Hier spricht Oswald
admin | Posted 21/09/2007 | Belletristik | Keine Kommentare »
Oswald von Wolkenstein – neu übersetzt
Dichter, Sänger, sprachgewandter Weltreisender, Ritter, streitbarer Adliger, Komponist, Geisel, siebenfacher Vater, Liebender und Schmachtender - der einäugige, beleibte Südtiroler Oswald von Wolkenstein (um 1377 bis 1445) war vieles. Er gilt neben Walter von der Vogelweide als der bedeutendste Poet des späten Mittelalters.
Seit vielen Jahren liegt nun wieder eine umfangreiche Neuübersetzung seiner Trink-, Tanz-, Liebes-, Spott-, Marien- und Abschiedslieder vor. 53 der rund 130 überlieferten Oswaldschen Lieder nahm der 1951 geborene Wiener Lyriker Gerhard Ruiss, Autor von unter anderem “Sänger im Bad” (2001), “dichter schreiben keine romane” (2004) und “Kanzlergedichte” (2006), in einen schön gestalteten Band auf, in dem auch die mittelhochdeutschen Originalfassungen abgedruckt sind.
Es ist so angenehm wie nobel, dass Ruiss als Übersetzer ganz uneitel hinter Oswald zurücktritt. Keines der tradierten Bilder will er “korrigieren oder ein zusätzliches erzeugen, sondern die Lieder Oswalds von Wolkenstein für sich selbst sprechen lassen”. Es ist also keine verkürzende Aktualisierung, keine aggressive Dekonstruktion. Es ist auch keine “Mobilisierun’”, wie dies der vor zwei Jahren verstorbene deutsche Experimentallyriker Thomas Kling in essayistischer wie in nachschöpferischer Form versuchte.
Ruiss präsentiert die Lieder des Südtirolers geordnet nach Schlagworten. So setzt der Band ein mit Reisegedichten, auf die Liebeslieder folgen, auf diese Freudentänze, dann Volks- und Heimatlieder sowie Trinklieder. Dem Liebeswerben wird ebenso ein Kapitel eingeräumt wie Alters- und Wehklagen, dem Abschiednehmen, den Bußliedern und der Marienverehrung. Der Band klingt aus mit Spottgesängen und Spruchdichtungen.
Als Nachdichter findet Ruiss einen klaren, präzisen Ton, einen hie und da fast zu sachlich anmutenden Klang für die ungemein lebendigen Poeme.

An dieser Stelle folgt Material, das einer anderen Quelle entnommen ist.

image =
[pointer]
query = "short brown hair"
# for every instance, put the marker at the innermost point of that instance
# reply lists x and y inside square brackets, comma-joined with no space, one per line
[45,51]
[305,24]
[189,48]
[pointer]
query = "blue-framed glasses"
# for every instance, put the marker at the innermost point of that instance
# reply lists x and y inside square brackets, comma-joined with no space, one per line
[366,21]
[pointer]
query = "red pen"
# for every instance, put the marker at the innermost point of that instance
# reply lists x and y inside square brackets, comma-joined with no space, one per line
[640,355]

Aber auch für das Musikalische, das Spielerisch-Verspielte, die Anspielungen und die rhetorischen Elemente dieser Gesänge schafft er es, einen ebenso starken, ebenso musikalischen, einen ganz heutigen Ausdruck zu finden.
Bedauerlich ist allerdings, dass Ruiss seiner Übertragung ein derart knappes Vorwort vorausschickt, im dem die Auswahl der Lieder nicht begründet wird. Sollte die Lebendigkeit der Lektüre, die Frische der Verse nicht durch wissenschaftlichen Ballast getrübt werden? Dies jedenfalls hat Gerhard Ruiss ganz vorzüglich erreicht.
Und so vermögen Oswalds raffinierte Verse noch heute, 560 Jahre nach seinem Tod, zu bewegen, anzurühren und mitzureißen. Dieser wortgewaltige, verspielte mittelalterliche Barde ist nun wieder von neuem und für eine neue Lesegeneration zu entdecken. Zusammen mit Dieter Kühns biographischem Band “Ich – Wolkenstein” von 1977 steht nun dank Gerhard Ruiss der Oswaldsche Sprach- und Gefühlskosmos erneut zum Erkunden, zum Genießen, zum Lesen weit offen. Länger geschwiegen wird nun nicht mehr.
Das Buch:
Gerhard Ruiss/Oswald von Wolkenstein: Und wenn ich nun noch länger schwieg’. Lieder Nachdichtungen. Folio Verlag, Wien und Bozen 2007.